In endometrial carcinomas exhibiting high nuclear grade and low architectural grade, using a panel of immunohistochemical stains may facilitate the distinction of USC from EEC. Our clinical and immunohistochemical data also support the concept that there is a group of endometrial adenocarcinomas composed of tubular glands that are indeed serous carcinomas.

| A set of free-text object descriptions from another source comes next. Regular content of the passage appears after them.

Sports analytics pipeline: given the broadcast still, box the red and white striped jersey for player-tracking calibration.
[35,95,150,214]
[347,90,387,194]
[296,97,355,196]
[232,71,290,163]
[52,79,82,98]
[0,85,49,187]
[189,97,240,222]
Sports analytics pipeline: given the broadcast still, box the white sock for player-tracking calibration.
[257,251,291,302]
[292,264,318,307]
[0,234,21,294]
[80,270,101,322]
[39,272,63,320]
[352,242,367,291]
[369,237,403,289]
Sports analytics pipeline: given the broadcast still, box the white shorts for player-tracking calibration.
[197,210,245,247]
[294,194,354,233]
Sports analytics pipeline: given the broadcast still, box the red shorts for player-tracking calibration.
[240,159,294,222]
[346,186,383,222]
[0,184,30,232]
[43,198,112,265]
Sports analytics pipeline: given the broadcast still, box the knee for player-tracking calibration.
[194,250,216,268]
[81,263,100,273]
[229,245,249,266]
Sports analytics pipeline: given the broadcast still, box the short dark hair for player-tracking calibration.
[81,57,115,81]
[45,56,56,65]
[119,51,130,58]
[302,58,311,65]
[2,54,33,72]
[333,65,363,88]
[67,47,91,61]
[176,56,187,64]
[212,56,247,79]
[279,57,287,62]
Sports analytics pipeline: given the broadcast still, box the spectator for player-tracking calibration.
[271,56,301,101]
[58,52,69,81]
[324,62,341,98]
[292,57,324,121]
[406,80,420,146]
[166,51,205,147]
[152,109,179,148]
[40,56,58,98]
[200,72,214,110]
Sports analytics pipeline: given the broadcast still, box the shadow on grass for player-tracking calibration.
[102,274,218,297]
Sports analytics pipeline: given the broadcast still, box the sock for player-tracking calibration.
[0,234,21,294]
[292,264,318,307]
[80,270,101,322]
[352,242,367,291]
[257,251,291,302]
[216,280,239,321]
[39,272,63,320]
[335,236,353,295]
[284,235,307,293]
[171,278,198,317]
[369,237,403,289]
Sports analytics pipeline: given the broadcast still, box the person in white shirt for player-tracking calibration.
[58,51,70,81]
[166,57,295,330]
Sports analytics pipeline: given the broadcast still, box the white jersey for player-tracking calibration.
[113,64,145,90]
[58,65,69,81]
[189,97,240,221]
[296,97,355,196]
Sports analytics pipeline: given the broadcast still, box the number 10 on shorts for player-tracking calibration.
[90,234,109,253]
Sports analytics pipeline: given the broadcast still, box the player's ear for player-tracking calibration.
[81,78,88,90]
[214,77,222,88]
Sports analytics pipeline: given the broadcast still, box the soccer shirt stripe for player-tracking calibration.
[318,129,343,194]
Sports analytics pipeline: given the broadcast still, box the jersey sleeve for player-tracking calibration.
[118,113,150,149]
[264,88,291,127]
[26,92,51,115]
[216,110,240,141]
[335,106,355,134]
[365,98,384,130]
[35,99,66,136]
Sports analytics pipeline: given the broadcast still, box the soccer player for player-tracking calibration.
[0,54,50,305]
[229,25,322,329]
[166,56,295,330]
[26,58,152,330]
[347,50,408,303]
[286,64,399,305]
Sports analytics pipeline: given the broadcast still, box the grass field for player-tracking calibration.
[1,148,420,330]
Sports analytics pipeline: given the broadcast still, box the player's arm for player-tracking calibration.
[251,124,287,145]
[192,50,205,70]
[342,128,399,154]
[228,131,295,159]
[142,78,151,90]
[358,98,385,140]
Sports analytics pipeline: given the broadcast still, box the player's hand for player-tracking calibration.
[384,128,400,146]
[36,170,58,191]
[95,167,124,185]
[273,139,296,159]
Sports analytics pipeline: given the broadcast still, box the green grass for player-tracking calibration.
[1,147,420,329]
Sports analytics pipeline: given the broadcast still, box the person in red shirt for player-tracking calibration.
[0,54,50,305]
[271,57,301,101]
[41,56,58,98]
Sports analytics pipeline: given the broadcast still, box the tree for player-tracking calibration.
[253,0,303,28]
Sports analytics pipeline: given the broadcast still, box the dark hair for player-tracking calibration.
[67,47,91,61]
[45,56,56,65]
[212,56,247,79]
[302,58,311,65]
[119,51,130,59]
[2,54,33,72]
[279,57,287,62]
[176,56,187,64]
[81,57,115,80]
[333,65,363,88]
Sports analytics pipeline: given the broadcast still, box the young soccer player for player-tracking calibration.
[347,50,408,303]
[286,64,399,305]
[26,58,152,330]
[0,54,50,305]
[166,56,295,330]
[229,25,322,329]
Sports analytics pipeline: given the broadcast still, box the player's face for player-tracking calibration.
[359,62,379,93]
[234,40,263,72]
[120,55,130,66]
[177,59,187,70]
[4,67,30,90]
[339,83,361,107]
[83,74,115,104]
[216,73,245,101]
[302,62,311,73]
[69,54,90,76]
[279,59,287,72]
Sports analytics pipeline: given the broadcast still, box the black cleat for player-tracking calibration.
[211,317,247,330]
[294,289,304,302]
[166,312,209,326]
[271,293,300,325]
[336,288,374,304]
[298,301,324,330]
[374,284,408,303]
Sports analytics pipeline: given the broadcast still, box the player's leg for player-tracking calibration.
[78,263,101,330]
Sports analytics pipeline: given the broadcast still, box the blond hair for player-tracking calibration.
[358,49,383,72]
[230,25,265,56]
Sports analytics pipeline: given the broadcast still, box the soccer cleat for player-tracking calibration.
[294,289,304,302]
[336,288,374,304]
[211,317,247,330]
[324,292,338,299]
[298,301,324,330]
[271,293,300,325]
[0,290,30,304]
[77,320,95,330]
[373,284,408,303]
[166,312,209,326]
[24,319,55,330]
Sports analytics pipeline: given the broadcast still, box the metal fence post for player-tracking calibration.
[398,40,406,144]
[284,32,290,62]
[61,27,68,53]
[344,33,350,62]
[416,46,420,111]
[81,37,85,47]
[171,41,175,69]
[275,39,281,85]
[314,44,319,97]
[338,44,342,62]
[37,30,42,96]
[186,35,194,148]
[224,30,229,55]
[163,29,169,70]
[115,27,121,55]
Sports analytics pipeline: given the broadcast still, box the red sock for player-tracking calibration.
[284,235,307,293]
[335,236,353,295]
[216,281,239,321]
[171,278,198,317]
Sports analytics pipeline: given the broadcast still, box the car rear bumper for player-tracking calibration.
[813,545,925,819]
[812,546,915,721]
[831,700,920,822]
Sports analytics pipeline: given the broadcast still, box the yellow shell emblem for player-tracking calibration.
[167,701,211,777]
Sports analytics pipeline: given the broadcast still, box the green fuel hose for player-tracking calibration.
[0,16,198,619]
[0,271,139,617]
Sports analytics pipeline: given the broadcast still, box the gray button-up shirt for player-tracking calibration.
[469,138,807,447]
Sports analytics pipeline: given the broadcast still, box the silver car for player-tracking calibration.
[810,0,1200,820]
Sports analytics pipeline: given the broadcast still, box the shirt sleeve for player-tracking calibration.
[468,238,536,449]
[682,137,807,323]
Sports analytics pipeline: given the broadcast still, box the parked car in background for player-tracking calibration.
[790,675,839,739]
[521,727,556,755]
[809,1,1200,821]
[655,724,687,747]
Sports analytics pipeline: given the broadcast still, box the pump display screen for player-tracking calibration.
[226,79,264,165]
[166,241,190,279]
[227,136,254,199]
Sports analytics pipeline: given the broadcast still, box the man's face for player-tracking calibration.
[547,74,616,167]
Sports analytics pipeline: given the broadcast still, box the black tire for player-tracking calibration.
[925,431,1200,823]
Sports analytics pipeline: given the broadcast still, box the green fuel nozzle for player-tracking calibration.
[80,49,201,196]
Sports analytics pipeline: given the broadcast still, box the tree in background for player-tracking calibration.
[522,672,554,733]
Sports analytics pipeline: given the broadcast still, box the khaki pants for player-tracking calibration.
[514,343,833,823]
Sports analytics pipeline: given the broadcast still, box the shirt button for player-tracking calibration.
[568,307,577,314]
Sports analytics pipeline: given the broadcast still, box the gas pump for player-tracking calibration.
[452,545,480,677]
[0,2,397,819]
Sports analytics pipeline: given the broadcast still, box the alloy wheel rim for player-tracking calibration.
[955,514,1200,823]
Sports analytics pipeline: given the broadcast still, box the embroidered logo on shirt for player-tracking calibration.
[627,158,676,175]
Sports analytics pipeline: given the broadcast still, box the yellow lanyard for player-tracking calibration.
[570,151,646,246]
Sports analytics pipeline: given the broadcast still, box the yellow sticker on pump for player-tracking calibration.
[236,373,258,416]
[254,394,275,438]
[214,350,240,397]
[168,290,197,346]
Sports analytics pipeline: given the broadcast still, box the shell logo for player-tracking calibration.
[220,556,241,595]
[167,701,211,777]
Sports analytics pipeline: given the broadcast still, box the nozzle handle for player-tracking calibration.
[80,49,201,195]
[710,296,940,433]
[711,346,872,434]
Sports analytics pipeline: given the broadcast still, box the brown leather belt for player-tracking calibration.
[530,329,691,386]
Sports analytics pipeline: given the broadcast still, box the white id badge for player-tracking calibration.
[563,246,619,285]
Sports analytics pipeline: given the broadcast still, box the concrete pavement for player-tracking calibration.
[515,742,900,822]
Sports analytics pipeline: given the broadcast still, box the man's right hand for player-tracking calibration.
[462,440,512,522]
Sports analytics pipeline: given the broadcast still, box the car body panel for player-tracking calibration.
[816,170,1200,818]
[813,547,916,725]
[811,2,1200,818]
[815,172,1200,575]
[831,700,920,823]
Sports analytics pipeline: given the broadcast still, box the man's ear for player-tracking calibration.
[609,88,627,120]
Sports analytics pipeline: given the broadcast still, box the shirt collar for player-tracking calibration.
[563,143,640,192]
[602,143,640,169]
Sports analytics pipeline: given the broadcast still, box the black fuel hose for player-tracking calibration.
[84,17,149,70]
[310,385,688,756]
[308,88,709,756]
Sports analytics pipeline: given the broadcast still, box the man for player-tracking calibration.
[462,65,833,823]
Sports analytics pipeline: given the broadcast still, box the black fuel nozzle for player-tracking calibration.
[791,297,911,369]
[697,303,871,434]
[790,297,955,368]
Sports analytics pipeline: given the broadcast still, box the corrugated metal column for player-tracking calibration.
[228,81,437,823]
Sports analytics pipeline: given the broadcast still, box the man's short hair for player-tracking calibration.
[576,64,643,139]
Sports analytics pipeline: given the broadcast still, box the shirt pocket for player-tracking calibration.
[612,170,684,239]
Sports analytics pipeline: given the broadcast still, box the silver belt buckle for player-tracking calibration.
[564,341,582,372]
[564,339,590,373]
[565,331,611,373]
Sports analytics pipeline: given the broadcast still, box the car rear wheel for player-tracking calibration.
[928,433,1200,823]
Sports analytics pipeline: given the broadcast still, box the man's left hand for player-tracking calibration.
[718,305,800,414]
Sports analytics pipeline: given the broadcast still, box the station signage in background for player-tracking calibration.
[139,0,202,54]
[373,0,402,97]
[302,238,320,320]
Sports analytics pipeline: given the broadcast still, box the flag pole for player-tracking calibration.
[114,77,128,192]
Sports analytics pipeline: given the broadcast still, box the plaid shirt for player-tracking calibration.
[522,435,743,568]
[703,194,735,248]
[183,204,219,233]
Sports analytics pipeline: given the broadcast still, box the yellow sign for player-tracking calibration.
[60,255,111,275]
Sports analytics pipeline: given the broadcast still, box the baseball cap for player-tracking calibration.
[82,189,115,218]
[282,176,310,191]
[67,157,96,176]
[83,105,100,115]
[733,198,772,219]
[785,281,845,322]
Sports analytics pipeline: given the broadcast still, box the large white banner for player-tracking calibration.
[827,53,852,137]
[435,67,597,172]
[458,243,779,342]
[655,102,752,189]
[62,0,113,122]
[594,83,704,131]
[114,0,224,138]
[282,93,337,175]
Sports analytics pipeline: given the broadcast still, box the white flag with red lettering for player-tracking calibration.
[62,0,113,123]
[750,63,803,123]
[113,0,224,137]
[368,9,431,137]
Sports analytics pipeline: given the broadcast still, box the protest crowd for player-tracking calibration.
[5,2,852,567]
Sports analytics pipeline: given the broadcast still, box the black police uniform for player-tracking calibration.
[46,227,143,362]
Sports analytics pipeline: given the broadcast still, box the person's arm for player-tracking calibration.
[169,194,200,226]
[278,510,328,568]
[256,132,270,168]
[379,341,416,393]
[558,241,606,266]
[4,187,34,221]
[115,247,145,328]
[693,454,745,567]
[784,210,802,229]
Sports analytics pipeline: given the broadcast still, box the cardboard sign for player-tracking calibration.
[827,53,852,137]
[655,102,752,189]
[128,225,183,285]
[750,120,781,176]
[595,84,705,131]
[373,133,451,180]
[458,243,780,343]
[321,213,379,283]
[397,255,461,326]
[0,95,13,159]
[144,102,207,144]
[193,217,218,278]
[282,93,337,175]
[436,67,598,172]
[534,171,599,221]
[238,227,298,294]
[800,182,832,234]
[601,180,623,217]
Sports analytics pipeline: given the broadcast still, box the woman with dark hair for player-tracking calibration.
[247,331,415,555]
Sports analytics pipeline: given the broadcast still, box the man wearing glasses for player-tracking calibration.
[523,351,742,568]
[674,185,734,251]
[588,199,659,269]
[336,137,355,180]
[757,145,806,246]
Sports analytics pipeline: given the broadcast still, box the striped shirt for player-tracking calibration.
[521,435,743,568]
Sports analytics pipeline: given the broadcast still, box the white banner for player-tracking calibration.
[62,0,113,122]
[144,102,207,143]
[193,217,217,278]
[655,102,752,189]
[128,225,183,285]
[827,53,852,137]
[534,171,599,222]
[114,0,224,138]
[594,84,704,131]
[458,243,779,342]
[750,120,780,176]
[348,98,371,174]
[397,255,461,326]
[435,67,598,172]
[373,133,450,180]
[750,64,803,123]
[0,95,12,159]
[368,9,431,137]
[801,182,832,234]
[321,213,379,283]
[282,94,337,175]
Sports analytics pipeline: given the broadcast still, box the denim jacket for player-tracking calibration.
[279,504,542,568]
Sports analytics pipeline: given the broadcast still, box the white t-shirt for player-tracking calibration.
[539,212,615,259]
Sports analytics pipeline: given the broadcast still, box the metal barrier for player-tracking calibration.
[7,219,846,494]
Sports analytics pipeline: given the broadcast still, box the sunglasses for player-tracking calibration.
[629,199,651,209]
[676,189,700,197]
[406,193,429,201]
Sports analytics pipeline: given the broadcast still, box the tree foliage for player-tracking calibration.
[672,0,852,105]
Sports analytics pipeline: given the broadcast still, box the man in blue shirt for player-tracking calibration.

子宫浆液性癌(USC)可呈现出结构上分化良好的微腺管形态,伴或不伴有乳头状生长模式。这些特征使得USC难以与子宫内膜样癌(EEC)相区分。鉴于USC与EEC相比具有侵袭性,且管理方式存在差异,正确分类具有高核级微腺管结构的子宫内膜癌很重要。我们寻求一组免疫组化指标,以尽量减少在区分USC和EEC时的主观性。
我们识别出8例有问题的子宫内膜癌,其呈现微腺管生长模式且核级高,关于其分类为EEC还是USC存在争议或意见不一。我们选择13例国际妇产科联盟(FIGO)2级EEC和16例USC作为对照。评估了一组免疫组化指标,包括p53、β-连环蛋白、细胞周期蛋白D1、雌激素受体(ER)、孕激素受体(PR)和PTEN。
作为一个整体,研究病例的临床特征和免疫表型与浆液性对照相似。研究病例分别在75%、12.5%、0%、37.5%、37.5%和12.5%的病例中表达p53、β-连环蛋白、细胞周期蛋白D1、ER和PR,并显示PTEN缺失。浆液性对照中分别有87.5%、0%、19%、31%、12%和0%的病例出现p53、β-连环蛋白、细胞周期蛋白D1、ER和PR表达以及PTEN缺失,而子宫内膜样对照中分别有7%、70%、54%、92%、92%和61.5%的病例出现上述情况。使用判别分析,缺乏p53表达、PR表达阳性和PTEN缺失的组合最能区分EEC和USC(多变量P值分别为0.008、<0.001和0.05)。
在具有高核级和低结构级的子宫内膜癌中,使用一组免疫组化染色可能有助于区分USC和EEC。我们的临床和免疫组化数据也支持这样一种概念,即存在一组由微腺管组成的子宫内膜腺癌,它们实际上是浆液性癌。